Movies like Vivarium – Parasite, Nameless, and More
Movies like Vivarium are worth watching for sci-fi fans
Movies like Vivarium If you missed Vivarium in theatres, you’re not alone. It was released on VOD and “in theatres” on March 27, 2020, i.e. several theatres are scattered across foreign countries, as nearly all theatres in the US were closed at the time due to restrictions. But then most of us had a lot of downtimes to rent it or end up getting it on Amazon Prime. Isolation orders.
In a grim irony, just as Contagion gained new popularity when the pandemic first struck, Vivarium ended up being eerily close to the mark. It stars Jesse Eisenberg and Imogen Poots as a young couple who visit a house in an ordinary suburb and then cannot escape the area. While mysterious alien forces are likely responsible for their plight (who also require them to raise a weird, strange child), much of the film explores the two characters dealing with paranoia, social isolation and the fear of being unable to leave their homes.
While the world is reopening, waltzing and fiddling, many of us may feel detached and isolated at times and have many emotions to process in the wake of the pandemic. Here are 15 movies to watch after Vivarium if you need to see some of the characters deal with a cinematic reality that’s as confusing as fact has been lately.
If you liked Vivarium, you’d better watch No Name, director Lorcan Finnegan’s previous film. It shares the same destabilizing and slowly demented vibe but swaps the harmless suburban setting for an Irish wilderness. Alan McKenna plays a surveyor who is too happy to run away from his stale home life with his wife and child to take a job surveying a dense forest for possible development. But his excursion could be more of a torture than an escape.
Movies like Vivarium
He rents a secluded cottage and discovers that the previous occupant went mad while handwriting a strange manifesto called “Knowledge of the Tree”. Strange things start to happen, and the forest takes on an ominous aura: crackling branches, dark outlines among the trees, and brilliant sound design make the forest terrifying. When none of us goes out much, a film that drives nature crazy can be strangely touching.
In many films, suburbia is a metaphor for a particular kind of suffocating boredom or social pressure associated with adhering to a specific family suburban ideal. But Jordan Peele’s hit “Get Out” reminded us that all these fears are rooted in privilege, most often in white privilege. From the perspective of black protagonist Chris (Daniel Kaluuya), Get Out’s idyllic upper-class setting takes on a much more insidious and terrifying aura, befitting America’s long history of suburbia and oppression in general. Although the action takes place on a sprawling estate in upstate New York, the suffocation is just as palpable in getting Out’s interpersonal and cultural dynamics as it is in the claustrophobic environment of Vivarium.
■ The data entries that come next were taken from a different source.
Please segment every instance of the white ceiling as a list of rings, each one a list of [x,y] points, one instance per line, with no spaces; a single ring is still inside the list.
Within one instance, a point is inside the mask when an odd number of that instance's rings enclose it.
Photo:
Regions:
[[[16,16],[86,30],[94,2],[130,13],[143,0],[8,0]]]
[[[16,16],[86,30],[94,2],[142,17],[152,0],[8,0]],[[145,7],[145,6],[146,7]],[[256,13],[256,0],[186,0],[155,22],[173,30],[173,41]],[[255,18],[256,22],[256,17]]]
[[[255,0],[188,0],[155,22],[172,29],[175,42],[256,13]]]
In the first half of getting Out, we watch Chris meet the family of his new white girlfriend (Allison Williams), and soon we’re screaming the title of the movie on screen as more and more scary things start to happen. The second half treads straight into cathartic thriller territory, and the whole plot gives new meaning to the phrase “body horror.” With a stunning climax, this is the one to watch if Vivarium’s more mysterious ending leaves you yearning for an outcome.
Any criticism of the suburbs implies class mobility. Bong Joon Ho’s Oscar-winning film Parasite is one of the best contemporary musings on class and capitalism. Its central location is almost as fabulous and Escher-like as the alien prison at the Vivarium. The film begins as a somewhat short caper film that follows the Kim family struggling to make ends meet. When the son was fortunate enough to impersonate a student and tutor for a daughter from the wealthy Park family, his sister, mother, and father ended up taking jobs with the Park family as well, providing referrals and finding former employees. . dismissed.
Movies like Vivarium
The Parasite doesn’t technically have sci-fi elements, but its oddly modernist setting. And sluggish plot will appeal to those who enjoyed the same features in Lorcan Finnegan’s film. The house in the park is luxurious, cold and spacious – the Kim family fell into the alien world of the rich. And the twist shows that your economic status can literally and figuratively leave you at a dead end. Not to mention the same sense of worthlessness: like the pandemic itself . Parasite brings to life the idea that opposite sides of the wealth gap are entirely different planets for life. And for some, these layers are as inevitable as an endless area “Vivarium”.